И едва Леон понадеялся, что Аврам не знает подробностей и что Владка ему нагрузила вагон и тележку своего фирменного вранья, как тут же и выяснилось: именно в этот раз – единственный в своей жизни – его мать принесла в большие и добрые ладони Аврама чистую правду, омытую слезами ее кружовенных глаз. И теперь тот протягивал эти ладони к Леону, потрясал ими, закрывал ими свои прекрасные, ничуть не потускневшие от времени глаза-маслины, разглаживал скатерть на столе, качая плешивой головой:
– Как ты смел назвать «швалью» целый народ?! Разве у араба не та же кровь, не то же сердце, не та же боль?! И даже если мы лютые враги на этой земле, даже если мы пытаемся высудить у Всевышнего наследие праотца нашего Авраама – разве нам следует друг друга презирать?
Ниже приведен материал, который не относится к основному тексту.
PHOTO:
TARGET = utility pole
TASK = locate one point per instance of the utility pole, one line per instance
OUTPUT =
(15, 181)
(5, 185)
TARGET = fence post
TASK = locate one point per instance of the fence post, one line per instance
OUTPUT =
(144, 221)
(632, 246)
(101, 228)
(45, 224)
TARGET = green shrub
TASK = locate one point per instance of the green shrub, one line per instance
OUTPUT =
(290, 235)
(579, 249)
…Ну, и так далее, и тому подобное, в самом возвышенном тоне. Смешной толстяк – лучший человек из тех, кого Леон встретил в жизни, – продолжал декламировать ему, похолодевшему (если она Авраму все выложила, этак она каждой кошке в подъезде объявит, от кого у нее сыночек), вечные, прекрасные и пустейшие идеи свободы, равенства и, без сомнения, братства:
– Может, ты вообще брезгуешь нами, восточными людьми? – подозрительно спросил Аврам, оборвав свой гуманистический монолог. – Может, тебе противны и мы, парси, которые…
Тут Леон застонал и поступил единственно возможным образом: обнял эту благородную добрую тушу, погрузился лбом в широченную мягкую грудь и уперся в круглый живот, прогремевший в ответ связкой ключей, где висел ключ и от их полуподвала, за который – надо отдать Авраму должное – они забывали платить ему уже много лет.
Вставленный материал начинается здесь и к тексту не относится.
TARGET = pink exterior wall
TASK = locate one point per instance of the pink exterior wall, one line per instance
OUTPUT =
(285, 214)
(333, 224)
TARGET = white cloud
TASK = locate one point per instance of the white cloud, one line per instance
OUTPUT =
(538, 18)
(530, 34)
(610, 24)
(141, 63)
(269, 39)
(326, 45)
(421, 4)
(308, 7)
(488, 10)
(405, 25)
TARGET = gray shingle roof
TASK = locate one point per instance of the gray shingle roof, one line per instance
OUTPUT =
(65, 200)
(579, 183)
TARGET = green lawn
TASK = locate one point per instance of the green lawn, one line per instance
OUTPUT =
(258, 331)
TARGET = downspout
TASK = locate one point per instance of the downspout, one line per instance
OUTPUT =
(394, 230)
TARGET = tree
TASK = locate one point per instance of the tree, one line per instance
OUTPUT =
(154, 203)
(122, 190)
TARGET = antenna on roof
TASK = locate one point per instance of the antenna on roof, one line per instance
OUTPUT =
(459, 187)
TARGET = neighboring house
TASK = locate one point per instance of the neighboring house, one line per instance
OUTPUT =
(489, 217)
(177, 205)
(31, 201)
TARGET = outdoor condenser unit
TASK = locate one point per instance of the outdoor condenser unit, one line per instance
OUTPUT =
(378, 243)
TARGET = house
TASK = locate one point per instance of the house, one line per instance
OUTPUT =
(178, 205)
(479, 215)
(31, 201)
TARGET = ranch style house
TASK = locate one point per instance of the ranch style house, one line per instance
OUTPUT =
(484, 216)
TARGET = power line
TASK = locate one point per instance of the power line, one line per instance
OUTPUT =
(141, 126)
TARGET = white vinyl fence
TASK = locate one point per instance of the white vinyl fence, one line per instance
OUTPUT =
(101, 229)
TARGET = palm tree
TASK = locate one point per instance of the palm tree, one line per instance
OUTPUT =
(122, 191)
И хотя Леон обещал толстяку «прийти и повиниться, и ноги матери целовать», никуда он, конечно, не пошел и ничего не целовал: перетопчется, зараза. Но в одно прекрасное утро, дождавшись, когда Владка вырулит из дома и отбудет в вечно неизвестном направлении, вошел в квартирку, вытащил из шкафа кларнет, пробежался по регистрам, выдул несколько пассажей. Подумал с волнением: будто губ от мундштука не отрывал! И вдруг почувствовал такой прилив сил, такую радость, такой взмыв освобождения и надежды… Спасибо, Иммануэль, спасибо тебе!
Вытянув из-под кушетки чемодан, быстро и экономно, чувствуя себя вором, побросал в него кое-какую одежду, застегнул и уже направился к двери – но вернулся с порога.
Где-то в глубинах шкафа мирно спал саквояж с «венским гардеробом» Барышни. Оставлять его было опасно: Владка запросто могла выкинуть «старье» в очередном приступе расчистки жизни. На раскопки ушло еще минут десять, и вот уже упакованы и сложены в бессмертный саквояж были Барышнино платьице (кружева валансьен), Барышнин гобелен и две старые фотографии: подарившая Леону имя таинственная испанка Леонор в дурацком «парике парубка» и юная трогательная Эська с кенарем. («Знаешь, когда Николай Каблуков испарился, я пошла в фотографию и забрала вторую карточку, – сказала она. – Просто хотелось увериться, что мне ничего не приснилось».)
Так Леон и отбыл к Шаули – свободный, собранный, с кларнетом в руках. Шаули спросил:
– Ты ко мне с приданым? – но в душу лезть не стал. Как и любой профессионал в своем деле, он обладал некоторой неспешной мягкостью.
Оба они были кое-чему обучены, и хотя принадлежали разным конторам и после командировок заполняли разные бланки расходов, сдавая их в разные бухгалтерии, были верными работягами и умели многое: красть, обыскивать помещения, не оставляя ни малейшего следа; подбирать ключи к замкам, переснимать бумаги; когда надо – убивать, когда надо – бежать и прятаться. Друг другу близки были, как никто, и предпочитали зря не мусорить.